This report analyzes the NOAA Storm Database to assess which types of events are most harmful to population health and which have the greatest economic consequences. For both, the data is limited to the United States and cover the period 1950 through November of 2011 and considers 48 different event types. In order to complete the analysis, significant data cleaning was required and is outlined in the following sections.
Overall, analysis shows that tornados have the most significant impact on population health while floods pose the greatest threat to local economies.
The data used in this analysis can be downloaded here
Load required libraries
This program utilizes functions from the data.table, lubridate, tidyverse, reshape2, and ggplot2 libraries.
File Download
data_in <- fread("https://d396qusza40orc.cloudfront.net/repdata%2Fdata%2FStormData.csv.bz2")
Check data to ensure loaded correctly:
We expect there to be 902,297 rows and 37 columns of data
dim(data_in)
## [1] 902297 37
Select only the fields that will be used in this analysis
df <- select(data_in, EVTYPE, FATALITIES,INJURIES,PROPDMG,PROPDMGEXP,CROPDMG,CROPDMGEXP,BGN_DATE)
Add month and year fields (for optional later analysis)
df$EVT_YEAR <- year(as.Date(df$BGN_DATE, "%m/%d/%Y"))
df$EVT_MTH <- month(as.Date(df$BGN_DATE, "%m/%d/%Y"))
Compute actual property and crop damages
As given, damages are split between two columns: df$PROPDMG and df$PROPDMGEXP for property damages, and df$CROPDMG and df$CROPDMGEXP for crop damages.
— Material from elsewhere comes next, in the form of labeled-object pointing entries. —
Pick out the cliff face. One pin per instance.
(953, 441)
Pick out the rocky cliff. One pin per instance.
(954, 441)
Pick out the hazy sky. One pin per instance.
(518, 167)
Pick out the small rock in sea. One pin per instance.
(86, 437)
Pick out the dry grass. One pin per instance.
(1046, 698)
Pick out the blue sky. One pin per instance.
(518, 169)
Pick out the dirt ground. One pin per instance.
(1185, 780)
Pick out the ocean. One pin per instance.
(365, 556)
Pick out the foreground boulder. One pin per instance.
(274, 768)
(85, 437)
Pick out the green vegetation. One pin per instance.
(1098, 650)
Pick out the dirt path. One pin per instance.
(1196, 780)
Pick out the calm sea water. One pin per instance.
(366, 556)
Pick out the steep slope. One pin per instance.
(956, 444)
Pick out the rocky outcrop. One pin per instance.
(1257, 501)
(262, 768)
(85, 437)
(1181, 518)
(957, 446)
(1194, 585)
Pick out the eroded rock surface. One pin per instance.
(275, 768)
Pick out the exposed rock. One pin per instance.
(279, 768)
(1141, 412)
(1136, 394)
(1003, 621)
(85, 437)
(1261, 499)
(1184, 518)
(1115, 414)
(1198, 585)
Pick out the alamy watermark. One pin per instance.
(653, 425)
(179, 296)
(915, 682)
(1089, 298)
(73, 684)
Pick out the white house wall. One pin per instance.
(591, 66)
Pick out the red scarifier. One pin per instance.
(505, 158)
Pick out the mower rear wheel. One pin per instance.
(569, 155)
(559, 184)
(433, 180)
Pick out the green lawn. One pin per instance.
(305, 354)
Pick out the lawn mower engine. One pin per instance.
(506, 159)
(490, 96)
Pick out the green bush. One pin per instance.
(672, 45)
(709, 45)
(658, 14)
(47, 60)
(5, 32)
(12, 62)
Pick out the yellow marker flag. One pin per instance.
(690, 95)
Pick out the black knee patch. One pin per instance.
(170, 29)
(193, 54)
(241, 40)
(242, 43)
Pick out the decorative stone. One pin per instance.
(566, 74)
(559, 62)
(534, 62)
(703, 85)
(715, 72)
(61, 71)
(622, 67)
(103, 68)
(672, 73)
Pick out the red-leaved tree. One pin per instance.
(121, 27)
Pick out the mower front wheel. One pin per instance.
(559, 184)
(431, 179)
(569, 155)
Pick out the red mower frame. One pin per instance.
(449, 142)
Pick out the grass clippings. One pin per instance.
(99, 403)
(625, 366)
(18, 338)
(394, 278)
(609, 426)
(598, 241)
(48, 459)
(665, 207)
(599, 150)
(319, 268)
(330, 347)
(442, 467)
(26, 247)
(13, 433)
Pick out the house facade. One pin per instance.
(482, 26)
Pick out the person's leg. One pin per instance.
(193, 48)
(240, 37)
The actual damage can be computed by muliplying the df$PROPDMG/df$CROPDMG values by a mapped value in the df$PROPDAMEXP/df$CROPDAMEXP field as shown here
givenEXP = c("","-","?","+",0,1,2,3,4,5,6,7,8,"h","H","k","K","m","M","b","B")
actualMULT = c(0,0,0,1,10,10,10,10,10,10,10,10,10,100,100,1000,1000,1000000,1000000,1000000000,1000000000)
EXPtable <- data.frame(givenEXP,actualMULT)
df$ACTUALPROPDAMAGE <- df$PROPDMG*EXPtable$actualMULT[match(df$PROPDMGEXP, EXPtable$givenEXP)]
df$ACTUALCROPDAMAGE <- df$CROPDMG*EXPtable$actualMULT[match(df$CROPDMGEXP, EXPtable$givenEXP)]
Reroder the columns and inspect first 6 rows of data
df <- df[,c(1,2,3,11,12,9,10)]
head(df)
## EVTYPE FATALITIES INJURIES ACTUALPROPDAMAGE ACTUALCROPDAMAGE EVT_YEAR
## 1: TORNADO 0 15 25000 0 1950
## 2: TORNADO 0 0 2500 0 1950
## 3: TORNADO 0 2 25000 0 1951
## 4: TORNADO 0 2 2500 0 1951
## 5: TORNADO 0 2 2500 0 1951
## 6: TORNADO 0 6 2500 0 1951
## EVT_MTH
## 1: 4
## 2: 4
## 3: 2
## 4: 6
## 5: 11
## 6: 11
Quick exploratory analysis of EVTYPE
From NOAA Documentation *(page 6, Table 2.1.1) there are supposed to be 48 official EVTYPEs in the data set.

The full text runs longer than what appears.